Son escenas que conmueven, pero que no detienen el día a día de nadie. En mi caso, mientras continúo mi camino, recuerdo que antes de venir, nada había calzado tan bien para el viaje: las fechas, el trabajo, los permisos… pero, al llegar, aun con la diferencia horaria en la cabeza, ¡bum! El mundo se detuvo de un frenazo a raya. Imaginaba el ruido del freno y después, el silencio.
Vi hacia atrás lo logrado, pero de a poco, veía con más claridad hacia adelante. Ahora pensaba en el tiempo que por dedicarlo a estudiar le había robado a mi familia y quería recuperarlo. Todo ese tiempo aquí sentí una mezcla de angustia, por no saber hasta cuándo estaría acá, y también de ilusión, por volver a verlos.
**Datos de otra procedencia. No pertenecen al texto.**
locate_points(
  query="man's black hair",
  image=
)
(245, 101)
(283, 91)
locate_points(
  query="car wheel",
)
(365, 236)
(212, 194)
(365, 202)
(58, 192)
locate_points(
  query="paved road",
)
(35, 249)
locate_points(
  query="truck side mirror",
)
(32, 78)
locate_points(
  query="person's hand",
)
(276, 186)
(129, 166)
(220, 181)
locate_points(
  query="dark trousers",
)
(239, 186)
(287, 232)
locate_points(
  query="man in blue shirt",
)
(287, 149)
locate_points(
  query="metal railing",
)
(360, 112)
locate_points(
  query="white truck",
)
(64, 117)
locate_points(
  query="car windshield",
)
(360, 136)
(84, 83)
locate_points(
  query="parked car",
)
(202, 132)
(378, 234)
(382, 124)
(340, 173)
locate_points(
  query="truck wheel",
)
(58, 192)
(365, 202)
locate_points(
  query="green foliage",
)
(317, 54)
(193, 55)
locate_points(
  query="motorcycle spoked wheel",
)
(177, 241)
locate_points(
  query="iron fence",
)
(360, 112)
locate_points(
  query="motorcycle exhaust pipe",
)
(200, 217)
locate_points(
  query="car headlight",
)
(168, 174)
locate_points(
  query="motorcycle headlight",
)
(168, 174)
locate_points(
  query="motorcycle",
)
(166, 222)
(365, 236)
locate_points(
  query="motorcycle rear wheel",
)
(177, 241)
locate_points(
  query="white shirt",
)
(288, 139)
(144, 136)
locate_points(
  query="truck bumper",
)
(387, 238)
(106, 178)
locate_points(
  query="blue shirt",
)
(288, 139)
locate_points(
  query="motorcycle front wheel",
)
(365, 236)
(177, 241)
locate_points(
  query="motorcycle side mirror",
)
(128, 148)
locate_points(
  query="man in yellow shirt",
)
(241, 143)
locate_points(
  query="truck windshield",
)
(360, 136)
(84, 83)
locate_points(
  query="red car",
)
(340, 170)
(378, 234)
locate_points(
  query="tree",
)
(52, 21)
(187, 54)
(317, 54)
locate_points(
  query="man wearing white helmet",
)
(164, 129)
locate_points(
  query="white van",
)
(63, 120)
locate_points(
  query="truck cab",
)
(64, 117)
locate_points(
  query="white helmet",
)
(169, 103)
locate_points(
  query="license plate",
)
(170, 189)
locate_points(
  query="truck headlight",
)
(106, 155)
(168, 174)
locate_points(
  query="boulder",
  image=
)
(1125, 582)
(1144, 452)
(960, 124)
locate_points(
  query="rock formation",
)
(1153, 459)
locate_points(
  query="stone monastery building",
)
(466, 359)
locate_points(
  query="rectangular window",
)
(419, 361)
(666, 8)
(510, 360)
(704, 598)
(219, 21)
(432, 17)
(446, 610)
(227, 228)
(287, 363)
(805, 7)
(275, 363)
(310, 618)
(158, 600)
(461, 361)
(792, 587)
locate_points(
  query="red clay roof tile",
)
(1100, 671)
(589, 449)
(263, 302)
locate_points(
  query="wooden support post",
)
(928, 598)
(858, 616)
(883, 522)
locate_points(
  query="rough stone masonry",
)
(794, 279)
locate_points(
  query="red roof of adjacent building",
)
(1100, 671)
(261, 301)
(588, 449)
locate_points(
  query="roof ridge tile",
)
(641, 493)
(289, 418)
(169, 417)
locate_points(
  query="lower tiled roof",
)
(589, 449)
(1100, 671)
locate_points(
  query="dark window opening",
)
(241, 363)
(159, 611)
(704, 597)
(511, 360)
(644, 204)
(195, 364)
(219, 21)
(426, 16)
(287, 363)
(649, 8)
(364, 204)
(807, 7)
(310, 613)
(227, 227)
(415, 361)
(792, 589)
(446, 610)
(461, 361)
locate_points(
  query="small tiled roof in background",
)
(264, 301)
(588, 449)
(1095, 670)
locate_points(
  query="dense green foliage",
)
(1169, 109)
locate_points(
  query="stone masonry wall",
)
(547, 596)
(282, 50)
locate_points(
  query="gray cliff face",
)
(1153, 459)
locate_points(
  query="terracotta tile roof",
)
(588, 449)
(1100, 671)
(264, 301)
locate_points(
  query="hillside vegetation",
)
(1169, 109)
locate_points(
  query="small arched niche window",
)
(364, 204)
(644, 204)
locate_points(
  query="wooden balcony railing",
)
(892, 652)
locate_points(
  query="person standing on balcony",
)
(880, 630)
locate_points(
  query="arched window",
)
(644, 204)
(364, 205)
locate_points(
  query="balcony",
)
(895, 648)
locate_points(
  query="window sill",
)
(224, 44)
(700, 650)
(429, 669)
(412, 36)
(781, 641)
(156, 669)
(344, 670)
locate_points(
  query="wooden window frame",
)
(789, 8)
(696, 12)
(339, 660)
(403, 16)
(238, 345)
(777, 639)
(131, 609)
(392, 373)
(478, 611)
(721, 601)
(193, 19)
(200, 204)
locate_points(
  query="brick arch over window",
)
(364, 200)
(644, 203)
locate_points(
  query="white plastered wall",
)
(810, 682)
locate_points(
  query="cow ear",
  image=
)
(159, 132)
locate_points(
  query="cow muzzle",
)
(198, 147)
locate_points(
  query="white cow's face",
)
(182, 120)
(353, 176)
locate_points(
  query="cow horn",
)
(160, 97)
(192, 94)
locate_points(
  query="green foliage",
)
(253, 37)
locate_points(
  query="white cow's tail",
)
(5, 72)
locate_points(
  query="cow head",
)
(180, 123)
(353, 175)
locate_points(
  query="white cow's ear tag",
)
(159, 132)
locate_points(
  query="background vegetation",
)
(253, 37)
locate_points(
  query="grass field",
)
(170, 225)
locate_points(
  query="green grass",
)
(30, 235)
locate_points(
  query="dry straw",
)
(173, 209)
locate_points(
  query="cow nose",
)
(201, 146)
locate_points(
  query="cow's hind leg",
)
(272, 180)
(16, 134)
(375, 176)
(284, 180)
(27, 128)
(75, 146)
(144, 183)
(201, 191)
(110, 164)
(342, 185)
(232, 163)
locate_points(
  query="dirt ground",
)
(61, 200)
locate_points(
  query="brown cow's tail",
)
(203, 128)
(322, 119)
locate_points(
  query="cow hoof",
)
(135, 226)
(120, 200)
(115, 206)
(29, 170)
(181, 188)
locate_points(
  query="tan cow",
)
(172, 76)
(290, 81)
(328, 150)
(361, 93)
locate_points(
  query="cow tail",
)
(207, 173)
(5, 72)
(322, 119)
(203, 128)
Eso mantuvo mi esperanza. Mientras acá se cerraban las fronteras con los países no europeos y en Ecuador con todo el mundo, el sueño del doctorado ya no me quitaba el sueño. Sí, estaba donde había ansiado llegar, pero no estaba donde debía estar.
Un día me llegó al WhatsApp un mensaje del consulado del Ecuador en París que decía “Piensa que quedarte en casa es momentáneo” … y ¿cómo me quedaba en casa si no estaba en casa? ¡En fin! La noticia que de ellos esperaba llegó después cuando menos lo esperaba: un vuelo comercial que tenía autorización para ingresar a Quito. Maletas, boletos de tren, pasaje de avión a mano y rumbo a Ecuador. Instalada en mi asiento, solo quería darle gracias a la vida, mirándole a los ojos. Me sentía como una niña, sorprendida viendo el contraste del azul del cielo, el blanco de las nubes y el turquesa del mar y lo vivía como un gran momento. Me despedía de Francia ya no con la incertidumbre de saber si volveré o no, sino con la satisfacción de cumplir lo que estuvo a mi alcance y de aceptar lo que no. Estoy lista para el siguiente capítulo de mi vida, sin tanta planificación; valorando lo que tengo porque, con salud y familia, es sin duda una fortuna.